Em 1976 estabeleceram-se os primeiros contatos entre a administração da Universidade Federal de São Carlos e nos, a fim de estudarmos a elaboração de um projeto para criação de um Curso de Enfermagem. Era preocupação do Reitor implantar uma área de saúde na Universidade e a criação do Curso de Enfermagem seria o primeiro passo.

Para nós, convidados a participar de tão importante projeto, a preocupação principal foi tentarmos fazer um levantamento sócio-econômico-cultural e de assistência à saúde na cidade, para termos condições de elaborar um programa curricular que atendesse as necessidades da comunidade, visando o homem no ecossistema.

A cidade de São Carlos, no Estado de São Paulo, dista da Capital 230 km com aproximadamente 120.000 habitantes, possui uma Universidade Federal; um Campus Universitário Estadual - USP; algumas Faculdades particulares (Direito, Estudos Sociais, Administração de Empresas etc.), perfazendo um total de quase 10.000 estudantes de nível superior. É uma das cidades do interior de São Paulo, que possui um grande parque industrial, capaz de gerar cerca de vinte mil colocações no mercado de trabalho.

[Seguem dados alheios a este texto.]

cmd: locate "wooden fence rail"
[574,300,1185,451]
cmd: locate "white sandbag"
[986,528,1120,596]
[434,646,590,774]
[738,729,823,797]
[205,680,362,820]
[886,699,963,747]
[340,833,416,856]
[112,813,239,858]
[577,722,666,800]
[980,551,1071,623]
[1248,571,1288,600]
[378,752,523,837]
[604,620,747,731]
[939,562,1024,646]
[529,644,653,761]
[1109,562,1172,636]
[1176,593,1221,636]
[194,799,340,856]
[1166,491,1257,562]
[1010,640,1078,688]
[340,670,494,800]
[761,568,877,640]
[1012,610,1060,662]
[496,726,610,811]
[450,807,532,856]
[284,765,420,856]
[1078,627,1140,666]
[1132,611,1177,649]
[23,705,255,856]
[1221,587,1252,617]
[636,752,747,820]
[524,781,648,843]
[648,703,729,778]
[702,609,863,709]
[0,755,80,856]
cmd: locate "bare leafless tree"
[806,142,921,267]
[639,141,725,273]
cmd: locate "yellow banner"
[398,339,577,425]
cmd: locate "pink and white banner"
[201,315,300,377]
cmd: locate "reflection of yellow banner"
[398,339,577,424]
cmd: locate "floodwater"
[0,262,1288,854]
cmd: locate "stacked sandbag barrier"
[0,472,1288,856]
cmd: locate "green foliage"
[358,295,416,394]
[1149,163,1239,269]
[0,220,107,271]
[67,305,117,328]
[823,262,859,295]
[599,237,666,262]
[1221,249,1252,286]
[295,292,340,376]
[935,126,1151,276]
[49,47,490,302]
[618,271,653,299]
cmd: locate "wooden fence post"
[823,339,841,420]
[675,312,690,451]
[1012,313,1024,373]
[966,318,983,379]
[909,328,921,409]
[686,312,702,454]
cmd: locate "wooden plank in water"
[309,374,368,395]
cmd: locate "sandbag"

Um clima comparado as medias de temperatura das cidades européias mais meridionais, é considerado como um dos melhores do Estado, uma altitude variável, devido à sua localização em uma serra, encontrando-se locais com até 950 metros de altitude.

Na área da saúde, a cidade de São Carlos conta com dois hospitais, somando 318 leitos; um Pronto-Socorro Municipal para atendimentos noturnos; um Distrito Sanitário; um Centro de Saúde I; um Instituto Adolfo Lutz e varias creches mantidas pela Prefeitura.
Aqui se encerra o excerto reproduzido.